Dès lors, l’indépendance était devenue une valeur fondamentale dans ma vie. Je m’étais refusée à ce que mon mari, notamment, exerce une quelconque influence sur moi. Heureusement, j’avais eu la chance que Thomas lui-même fût très en avance sur son temps et m’approuvât sur cette question, ce qui m’avait permis de ne rencontrer aucun obstacle à mes désirs et à mes objectifs de vie.
Ainsi, j’avais pu, par mon expérience, constater que l’émancipation était essentielle afin de réussir. Dans mon cas, en l'occurence, ce ne fut que par l’émancipation – de mon père, puis de mon mari – que j’avais pu devenir la femme de lettres que j’étais aujourd’hui.
Bien entendu, je ne le serais pas devenue non plus sans ambition, et sans doute était-ce l’alliage de ces deux valeurs – l’indépendance et l’ambition – qui m’avaient permises de devenir un écrivain reconnu. Ainsi, j'avais compris qu'indépedance et ambition étaient les moteurs fondamentaux de la réussite.

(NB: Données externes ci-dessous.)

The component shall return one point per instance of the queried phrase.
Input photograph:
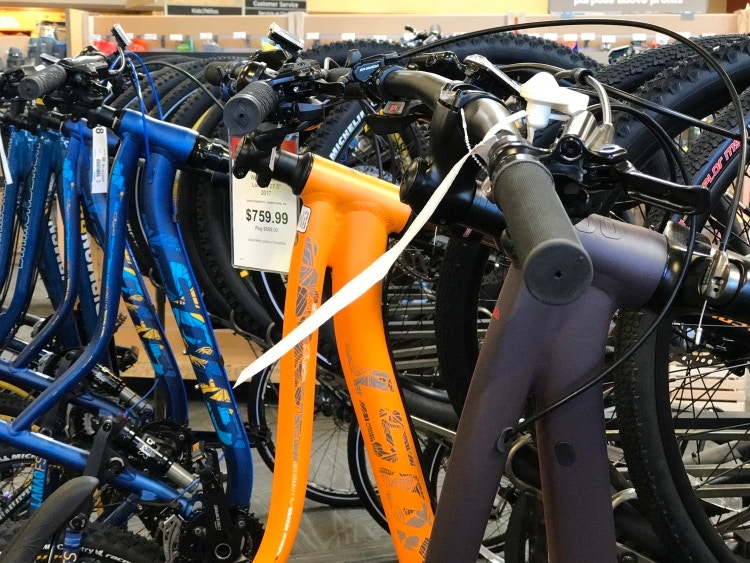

Sans indépendance, sans émancipation, il ne pouvait y avoir réussite. Cela était d’autant plus vrai pour une femme, qui était soumise sans cesse à de nombreuses pressions : pression de la société, pression de ses parents, pression de son mari, pression de son foyer. C’était un constat : ces barrières ne leur permettaient généralement pas de combler leurs désirs. Cantonnées le plus souvent à la tenue de leur maison, elles devaient refouler leurs envies pour s’occuper plutôt de leurs maris et de leurs enfants. C’était quelque chose que j’avais du mal à accepter,, moi, femme indépendante et épanouie ; j’aurais aimé voir, dans cette société, plus de femmes à des places de prestige, à des postes à responsabilité, ou au moins capables d’avoir des objectifs de vie et de les mener à bien sans devoir faire face à des obstacles sous prétexte qu’elles étaient des femmes. La société devait évoluer. Une femme pouvait très bien vaquer à ses propres occupations tout en assurant le soin de son foyer ; les deux n’étaient pas incompatibles.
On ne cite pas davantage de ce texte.